Phenotypic high-throughput screening identifies aryl hydrocarbon receptor agonism as common inhibitor of toxin-induced retinal pigment epithelium cell death.

The retinal pigment epithelium (RPE) is essential to maintain retinal function, and RPE cell death represents a key pathogenic stage in the progression of several blinding ocular diseases, including age-related macular degeneration (AMD). To identify pathways and compounds able to prevent RPE cell death, we developed a phenotypic screening pipeline utilizing a compound library and high-throughput screening compatible assays on the human RPE cell line, ARPE-19, in response to different disease relevant cytotoxic stimuli.
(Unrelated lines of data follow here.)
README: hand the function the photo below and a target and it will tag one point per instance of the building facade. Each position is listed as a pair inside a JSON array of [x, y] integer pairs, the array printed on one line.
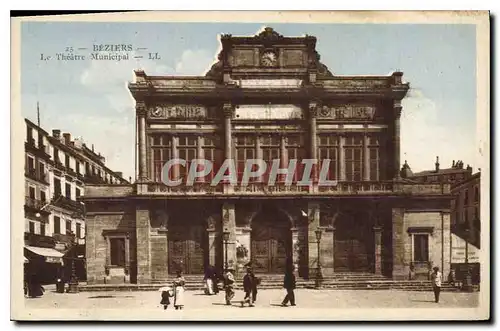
[[56, 171], [268, 97]]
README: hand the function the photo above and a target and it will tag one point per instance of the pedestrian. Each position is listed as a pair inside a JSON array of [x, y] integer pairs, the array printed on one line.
[[208, 279], [229, 286], [249, 286], [289, 285], [179, 289], [215, 280], [166, 294], [436, 279]]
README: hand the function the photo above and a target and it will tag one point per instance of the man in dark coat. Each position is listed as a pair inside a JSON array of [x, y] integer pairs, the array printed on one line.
[[250, 288], [289, 285]]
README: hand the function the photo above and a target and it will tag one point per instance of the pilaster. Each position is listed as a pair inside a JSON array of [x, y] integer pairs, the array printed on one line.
[[398, 244], [366, 158], [143, 233], [313, 209], [378, 249], [396, 138], [141, 114], [229, 225]]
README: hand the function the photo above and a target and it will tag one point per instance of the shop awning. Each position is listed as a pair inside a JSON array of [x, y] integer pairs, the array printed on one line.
[[50, 254]]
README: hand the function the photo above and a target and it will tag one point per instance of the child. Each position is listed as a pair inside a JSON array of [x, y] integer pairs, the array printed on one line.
[[166, 294]]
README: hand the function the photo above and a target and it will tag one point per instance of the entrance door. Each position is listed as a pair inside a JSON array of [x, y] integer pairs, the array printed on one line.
[[186, 249], [271, 245], [352, 246]]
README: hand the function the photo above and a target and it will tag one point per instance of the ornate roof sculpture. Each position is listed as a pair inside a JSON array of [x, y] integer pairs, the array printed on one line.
[[269, 38]]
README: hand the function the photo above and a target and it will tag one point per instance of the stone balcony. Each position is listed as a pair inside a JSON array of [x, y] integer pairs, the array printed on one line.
[[343, 189]]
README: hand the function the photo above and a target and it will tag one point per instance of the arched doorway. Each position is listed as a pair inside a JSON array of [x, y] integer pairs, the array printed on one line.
[[271, 239], [353, 249]]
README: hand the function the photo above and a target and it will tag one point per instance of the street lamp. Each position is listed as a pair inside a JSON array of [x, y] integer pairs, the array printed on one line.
[[468, 276], [319, 276], [226, 240], [73, 281]]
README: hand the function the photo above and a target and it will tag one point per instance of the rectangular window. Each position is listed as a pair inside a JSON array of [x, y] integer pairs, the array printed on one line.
[[117, 251], [31, 165], [57, 224], [68, 191], [57, 187], [212, 153], [162, 152], [32, 192], [328, 150], [353, 160], [421, 247], [374, 155], [41, 170], [56, 155], [29, 135], [68, 227], [295, 150]]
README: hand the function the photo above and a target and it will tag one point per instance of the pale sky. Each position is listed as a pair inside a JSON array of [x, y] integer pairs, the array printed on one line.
[[89, 99]]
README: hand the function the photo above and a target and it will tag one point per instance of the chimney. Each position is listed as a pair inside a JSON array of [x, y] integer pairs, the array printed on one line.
[[67, 138]]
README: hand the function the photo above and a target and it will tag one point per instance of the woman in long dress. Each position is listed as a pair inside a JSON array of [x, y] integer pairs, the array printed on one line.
[[179, 283]]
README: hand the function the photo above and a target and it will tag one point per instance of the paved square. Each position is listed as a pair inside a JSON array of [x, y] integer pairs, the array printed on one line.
[[268, 302]]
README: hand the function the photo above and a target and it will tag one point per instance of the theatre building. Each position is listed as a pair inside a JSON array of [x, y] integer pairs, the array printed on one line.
[[268, 97]]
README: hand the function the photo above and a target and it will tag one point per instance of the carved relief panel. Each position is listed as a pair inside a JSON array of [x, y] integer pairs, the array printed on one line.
[[181, 111]]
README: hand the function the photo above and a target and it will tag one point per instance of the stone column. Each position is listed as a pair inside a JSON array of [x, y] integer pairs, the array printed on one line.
[[378, 249], [228, 111], [366, 158], [200, 154], [127, 258], [313, 138], [283, 157], [341, 158], [313, 210], [175, 155], [396, 138], [332, 229], [398, 244], [143, 233], [212, 243], [229, 224], [295, 248], [141, 113], [259, 153]]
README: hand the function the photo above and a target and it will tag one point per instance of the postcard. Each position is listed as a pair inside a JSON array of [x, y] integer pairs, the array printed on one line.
[[251, 166]]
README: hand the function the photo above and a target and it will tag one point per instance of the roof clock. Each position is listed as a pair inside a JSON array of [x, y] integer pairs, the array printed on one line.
[[269, 59]]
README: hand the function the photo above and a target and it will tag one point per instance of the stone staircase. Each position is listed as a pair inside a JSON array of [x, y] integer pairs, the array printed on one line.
[[339, 281]]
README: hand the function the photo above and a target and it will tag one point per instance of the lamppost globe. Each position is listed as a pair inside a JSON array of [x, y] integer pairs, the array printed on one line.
[[318, 234], [226, 235]]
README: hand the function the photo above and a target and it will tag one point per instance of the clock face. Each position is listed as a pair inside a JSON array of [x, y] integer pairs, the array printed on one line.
[[269, 59]]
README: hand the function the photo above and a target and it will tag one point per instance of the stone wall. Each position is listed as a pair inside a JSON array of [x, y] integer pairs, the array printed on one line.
[[437, 224], [120, 219]]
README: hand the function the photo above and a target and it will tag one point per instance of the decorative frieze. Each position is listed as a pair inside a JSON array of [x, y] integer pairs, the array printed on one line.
[[187, 112], [346, 112]]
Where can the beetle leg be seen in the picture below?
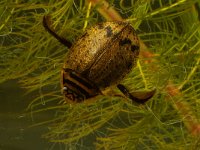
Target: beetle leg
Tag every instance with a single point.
(46, 24)
(140, 97)
(76, 87)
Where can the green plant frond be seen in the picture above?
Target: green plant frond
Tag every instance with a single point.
(171, 31)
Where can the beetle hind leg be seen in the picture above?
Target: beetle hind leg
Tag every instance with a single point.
(139, 97)
(46, 24)
(76, 87)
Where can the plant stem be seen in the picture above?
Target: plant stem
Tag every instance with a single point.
(190, 120)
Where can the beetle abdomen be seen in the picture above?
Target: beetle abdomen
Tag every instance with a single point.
(105, 53)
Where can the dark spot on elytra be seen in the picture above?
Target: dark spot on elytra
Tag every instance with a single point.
(124, 41)
(134, 48)
(109, 31)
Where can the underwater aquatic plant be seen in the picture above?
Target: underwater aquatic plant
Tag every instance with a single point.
(169, 33)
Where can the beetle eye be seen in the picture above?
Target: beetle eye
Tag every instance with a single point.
(64, 88)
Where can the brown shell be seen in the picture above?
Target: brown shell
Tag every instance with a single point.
(105, 53)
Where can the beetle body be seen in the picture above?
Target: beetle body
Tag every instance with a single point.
(101, 57)
(104, 54)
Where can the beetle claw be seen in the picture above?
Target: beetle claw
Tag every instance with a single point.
(139, 97)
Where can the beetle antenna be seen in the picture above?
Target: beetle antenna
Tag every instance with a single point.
(59, 38)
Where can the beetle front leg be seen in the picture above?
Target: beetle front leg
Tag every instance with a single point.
(140, 97)
(76, 87)
(46, 24)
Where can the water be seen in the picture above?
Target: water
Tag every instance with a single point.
(15, 133)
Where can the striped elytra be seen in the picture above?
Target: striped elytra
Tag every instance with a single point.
(101, 57)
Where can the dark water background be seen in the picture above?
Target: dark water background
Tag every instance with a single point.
(15, 133)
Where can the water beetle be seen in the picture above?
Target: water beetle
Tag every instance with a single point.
(101, 57)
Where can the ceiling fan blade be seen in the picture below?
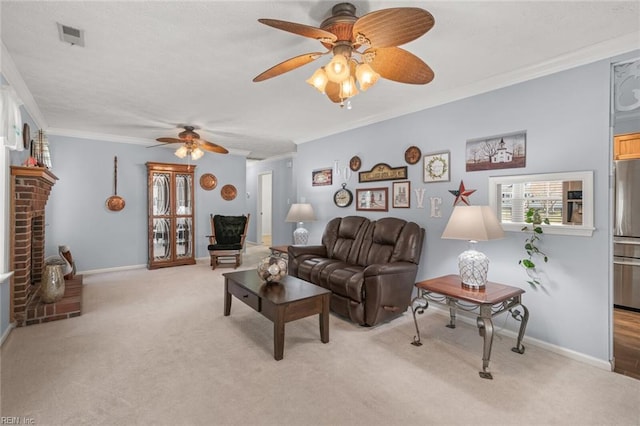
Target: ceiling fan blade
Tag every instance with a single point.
(394, 63)
(170, 140)
(288, 65)
(393, 27)
(332, 91)
(300, 29)
(211, 147)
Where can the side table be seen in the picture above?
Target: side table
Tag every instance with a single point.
(490, 301)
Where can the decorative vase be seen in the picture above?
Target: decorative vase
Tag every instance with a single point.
(272, 269)
(52, 287)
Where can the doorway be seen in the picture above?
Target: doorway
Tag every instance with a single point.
(264, 208)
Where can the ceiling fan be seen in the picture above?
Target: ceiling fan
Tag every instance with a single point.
(345, 35)
(192, 144)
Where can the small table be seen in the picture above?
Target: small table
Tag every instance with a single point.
(492, 300)
(288, 300)
(281, 251)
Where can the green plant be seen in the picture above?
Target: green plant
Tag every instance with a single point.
(531, 244)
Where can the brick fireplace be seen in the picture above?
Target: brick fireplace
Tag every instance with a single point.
(30, 189)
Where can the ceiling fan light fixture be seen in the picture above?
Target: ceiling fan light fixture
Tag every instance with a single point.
(196, 154)
(338, 69)
(366, 76)
(319, 80)
(181, 152)
(348, 88)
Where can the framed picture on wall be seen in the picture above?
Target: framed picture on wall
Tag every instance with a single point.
(372, 199)
(401, 195)
(436, 167)
(506, 151)
(322, 177)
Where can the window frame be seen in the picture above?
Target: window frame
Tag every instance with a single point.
(586, 177)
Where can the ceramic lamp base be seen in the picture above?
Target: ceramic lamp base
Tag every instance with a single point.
(474, 267)
(300, 236)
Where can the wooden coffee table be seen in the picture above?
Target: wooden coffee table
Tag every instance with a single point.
(494, 299)
(288, 300)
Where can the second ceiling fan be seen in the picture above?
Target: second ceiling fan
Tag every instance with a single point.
(192, 144)
(379, 33)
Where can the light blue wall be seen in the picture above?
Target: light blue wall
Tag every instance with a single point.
(284, 190)
(566, 117)
(99, 238)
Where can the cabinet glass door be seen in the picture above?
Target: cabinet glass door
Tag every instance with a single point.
(161, 239)
(183, 194)
(184, 235)
(161, 191)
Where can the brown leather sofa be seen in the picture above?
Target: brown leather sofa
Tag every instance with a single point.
(369, 266)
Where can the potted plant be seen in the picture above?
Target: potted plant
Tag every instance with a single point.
(531, 244)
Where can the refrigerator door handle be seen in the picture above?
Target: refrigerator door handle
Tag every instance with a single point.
(629, 261)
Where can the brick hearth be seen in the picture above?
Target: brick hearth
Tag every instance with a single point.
(30, 189)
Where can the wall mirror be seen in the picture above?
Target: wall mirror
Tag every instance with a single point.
(566, 199)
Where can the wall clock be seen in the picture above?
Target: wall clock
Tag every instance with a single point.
(343, 197)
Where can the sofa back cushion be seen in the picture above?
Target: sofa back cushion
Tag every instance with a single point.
(391, 239)
(343, 237)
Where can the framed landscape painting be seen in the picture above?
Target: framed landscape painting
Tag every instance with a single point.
(506, 151)
(372, 199)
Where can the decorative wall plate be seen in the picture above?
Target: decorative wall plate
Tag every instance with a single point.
(343, 197)
(208, 181)
(355, 163)
(412, 155)
(26, 135)
(228, 192)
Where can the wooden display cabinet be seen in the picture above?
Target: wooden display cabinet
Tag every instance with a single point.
(171, 215)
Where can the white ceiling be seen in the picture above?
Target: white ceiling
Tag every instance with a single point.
(149, 66)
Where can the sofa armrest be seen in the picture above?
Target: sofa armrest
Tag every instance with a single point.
(390, 268)
(296, 251)
(387, 289)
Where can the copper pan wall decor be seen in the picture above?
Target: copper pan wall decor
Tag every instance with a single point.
(115, 203)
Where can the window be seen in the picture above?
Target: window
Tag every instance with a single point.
(566, 199)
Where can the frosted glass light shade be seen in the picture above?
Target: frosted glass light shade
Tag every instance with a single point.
(366, 76)
(196, 154)
(473, 223)
(319, 80)
(181, 152)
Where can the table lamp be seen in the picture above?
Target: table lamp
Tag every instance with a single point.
(300, 213)
(473, 223)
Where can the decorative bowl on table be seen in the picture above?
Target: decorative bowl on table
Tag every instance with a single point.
(272, 269)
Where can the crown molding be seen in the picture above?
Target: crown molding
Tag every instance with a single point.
(15, 80)
(597, 52)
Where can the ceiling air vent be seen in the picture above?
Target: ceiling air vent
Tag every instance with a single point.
(71, 35)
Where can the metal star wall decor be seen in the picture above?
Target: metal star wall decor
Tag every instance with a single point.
(462, 194)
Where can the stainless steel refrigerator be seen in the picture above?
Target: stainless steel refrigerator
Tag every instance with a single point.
(626, 260)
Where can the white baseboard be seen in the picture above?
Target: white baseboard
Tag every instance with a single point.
(578, 356)
(116, 269)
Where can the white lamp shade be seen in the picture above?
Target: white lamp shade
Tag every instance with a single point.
(473, 223)
(300, 213)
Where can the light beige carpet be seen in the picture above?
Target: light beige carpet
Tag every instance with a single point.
(153, 347)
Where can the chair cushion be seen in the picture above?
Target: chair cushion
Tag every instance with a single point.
(228, 230)
(212, 247)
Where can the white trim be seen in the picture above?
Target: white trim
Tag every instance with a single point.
(593, 53)
(584, 230)
(6, 333)
(116, 269)
(15, 80)
(568, 353)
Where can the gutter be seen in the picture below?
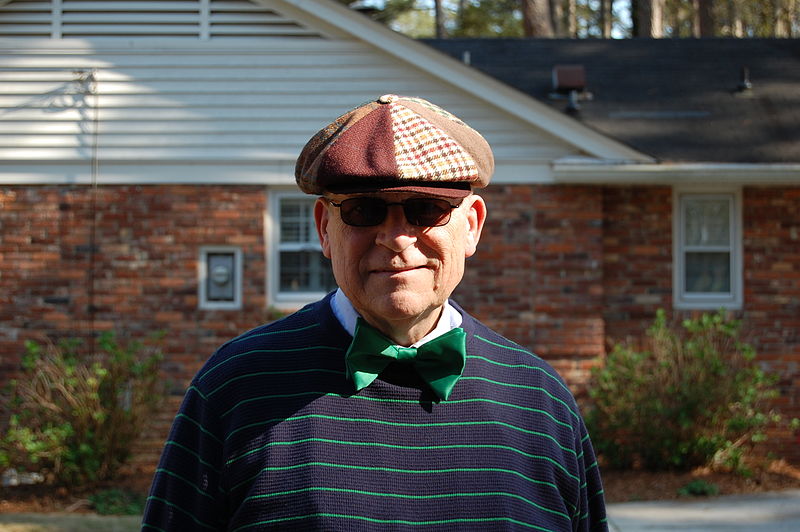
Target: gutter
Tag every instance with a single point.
(593, 171)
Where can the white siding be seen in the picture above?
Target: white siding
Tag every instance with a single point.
(200, 107)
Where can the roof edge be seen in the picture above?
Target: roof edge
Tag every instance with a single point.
(710, 173)
(468, 79)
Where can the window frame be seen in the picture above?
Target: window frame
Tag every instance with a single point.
(734, 299)
(278, 299)
(202, 277)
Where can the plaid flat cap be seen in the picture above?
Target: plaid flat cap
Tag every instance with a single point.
(395, 143)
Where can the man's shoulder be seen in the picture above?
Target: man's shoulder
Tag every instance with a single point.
(502, 355)
(280, 346)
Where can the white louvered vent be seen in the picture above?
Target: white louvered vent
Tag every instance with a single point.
(193, 19)
(26, 18)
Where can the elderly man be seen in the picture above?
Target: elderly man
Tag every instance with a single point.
(384, 405)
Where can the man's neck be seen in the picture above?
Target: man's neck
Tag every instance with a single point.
(402, 332)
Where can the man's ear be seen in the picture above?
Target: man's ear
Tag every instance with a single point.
(321, 219)
(476, 216)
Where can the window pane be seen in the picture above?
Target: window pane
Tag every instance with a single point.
(297, 220)
(707, 222)
(708, 272)
(305, 271)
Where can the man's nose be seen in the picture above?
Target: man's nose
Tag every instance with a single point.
(395, 232)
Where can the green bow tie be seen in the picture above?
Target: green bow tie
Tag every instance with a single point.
(439, 362)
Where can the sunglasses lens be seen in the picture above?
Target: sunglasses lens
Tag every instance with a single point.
(363, 212)
(422, 212)
(426, 212)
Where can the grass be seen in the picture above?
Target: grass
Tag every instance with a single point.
(59, 522)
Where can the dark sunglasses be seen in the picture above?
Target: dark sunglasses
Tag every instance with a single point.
(368, 212)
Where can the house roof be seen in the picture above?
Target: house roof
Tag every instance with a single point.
(677, 100)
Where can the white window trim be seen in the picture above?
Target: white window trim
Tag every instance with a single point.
(708, 301)
(202, 276)
(286, 301)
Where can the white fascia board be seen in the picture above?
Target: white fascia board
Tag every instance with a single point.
(163, 45)
(599, 172)
(466, 78)
(211, 172)
(280, 172)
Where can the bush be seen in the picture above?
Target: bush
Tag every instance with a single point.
(696, 395)
(699, 488)
(75, 416)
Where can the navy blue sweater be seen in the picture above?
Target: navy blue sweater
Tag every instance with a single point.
(271, 435)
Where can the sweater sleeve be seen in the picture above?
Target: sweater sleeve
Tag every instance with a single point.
(590, 513)
(187, 493)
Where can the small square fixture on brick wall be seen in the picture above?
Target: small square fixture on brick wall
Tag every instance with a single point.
(220, 277)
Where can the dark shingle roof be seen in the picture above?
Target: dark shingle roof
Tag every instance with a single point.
(673, 99)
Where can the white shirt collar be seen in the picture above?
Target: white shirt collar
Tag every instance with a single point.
(347, 315)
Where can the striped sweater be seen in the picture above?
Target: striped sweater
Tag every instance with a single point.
(272, 436)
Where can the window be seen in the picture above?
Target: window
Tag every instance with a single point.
(708, 263)
(302, 274)
(220, 277)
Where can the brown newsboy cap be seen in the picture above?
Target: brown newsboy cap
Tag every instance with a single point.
(395, 143)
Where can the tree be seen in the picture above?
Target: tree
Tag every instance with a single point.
(536, 21)
(606, 18)
(704, 19)
(647, 17)
(489, 18)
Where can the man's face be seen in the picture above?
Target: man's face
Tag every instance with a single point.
(398, 272)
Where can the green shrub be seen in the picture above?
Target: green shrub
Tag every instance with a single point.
(699, 488)
(75, 416)
(695, 395)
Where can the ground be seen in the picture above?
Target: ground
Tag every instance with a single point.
(620, 486)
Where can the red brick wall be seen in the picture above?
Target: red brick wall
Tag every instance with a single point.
(771, 219)
(562, 270)
(537, 276)
(567, 270)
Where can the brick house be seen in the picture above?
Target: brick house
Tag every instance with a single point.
(147, 182)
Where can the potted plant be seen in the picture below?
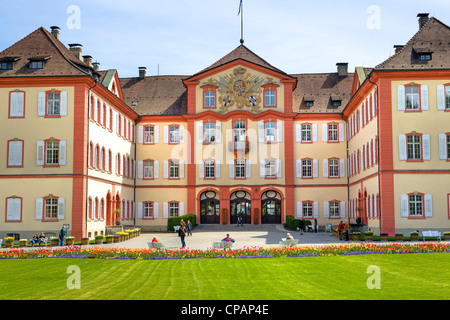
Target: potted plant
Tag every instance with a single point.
(109, 238)
(70, 240)
(99, 239)
(54, 241)
(383, 236)
(9, 242)
(414, 236)
(368, 235)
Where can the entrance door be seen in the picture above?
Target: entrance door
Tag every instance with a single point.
(271, 207)
(209, 208)
(241, 204)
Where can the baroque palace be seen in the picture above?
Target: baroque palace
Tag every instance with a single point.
(84, 147)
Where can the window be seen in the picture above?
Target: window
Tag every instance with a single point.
(333, 132)
(240, 169)
(271, 168)
(209, 169)
(270, 129)
(149, 166)
(412, 98)
(174, 169)
(333, 168)
(210, 99)
(174, 134)
(148, 210)
(52, 152)
(149, 134)
(53, 100)
(334, 209)
(173, 209)
(307, 168)
(51, 208)
(307, 209)
(306, 132)
(415, 205)
(414, 147)
(210, 132)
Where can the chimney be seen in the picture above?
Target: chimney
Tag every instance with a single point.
(142, 72)
(88, 60)
(398, 47)
(76, 49)
(423, 18)
(342, 69)
(55, 31)
(96, 65)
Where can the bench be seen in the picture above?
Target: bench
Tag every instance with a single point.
(289, 242)
(223, 245)
(155, 245)
(431, 233)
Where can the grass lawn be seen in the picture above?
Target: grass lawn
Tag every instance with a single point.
(402, 276)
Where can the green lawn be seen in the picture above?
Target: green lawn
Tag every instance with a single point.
(402, 276)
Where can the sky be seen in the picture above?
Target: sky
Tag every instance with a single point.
(183, 37)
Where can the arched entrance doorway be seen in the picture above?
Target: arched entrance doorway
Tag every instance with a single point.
(271, 207)
(240, 203)
(209, 208)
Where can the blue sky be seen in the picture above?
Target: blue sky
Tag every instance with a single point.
(186, 36)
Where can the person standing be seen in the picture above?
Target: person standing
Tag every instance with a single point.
(62, 235)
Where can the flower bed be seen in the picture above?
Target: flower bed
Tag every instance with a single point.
(248, 252)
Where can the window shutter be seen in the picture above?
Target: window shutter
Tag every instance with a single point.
(299, 209)
(325, 168)
(201, 169)
(428, 206)
(63, 104)
(217, 162)
(166, 169)
(248, 169)
(342, 209)
(231, 168)
(279, 168)
(298, 133)
(440, 97)
(316, 209)
(315, 168)
(314, 133)
(324, 132)
(402, 146)
(341, 132)
(280, 131)
(401, 98)
(140, 169)
(326, 209)
(40, 153)
(342, 168)
(261, 133)
(424, 96)
(165, 210)
(299, 168)
(426, 147)
(141, 134)
(404, 203)
(218, 137)
(41, 104)
(62, 152)
(442, 146)
(61, 208)
(141, 209)
(39, 208)
(155, 210)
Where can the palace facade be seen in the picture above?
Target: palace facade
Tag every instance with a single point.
(84, 147)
We show that the metabolic by-product of the visual cycle all-trans-retinal (atRAL) induces RPE apoptosis, while the lipid peroxidation by-product 4-hydroxynonenal (4-HNE) promotes necrotic cell death. Using these distinct stimuli for screening, we identified agonists of the aryl hydrocarbon receptor (AhR) as a consensus target able to prevent both atRAL mediated apoptosis and 4-HNE-induced necrotic cell death. This works serves as a framework for future studies dedicated to screening for inhibitors of cell death, as well as support for the discussion of AhR agonism in RPE pathology.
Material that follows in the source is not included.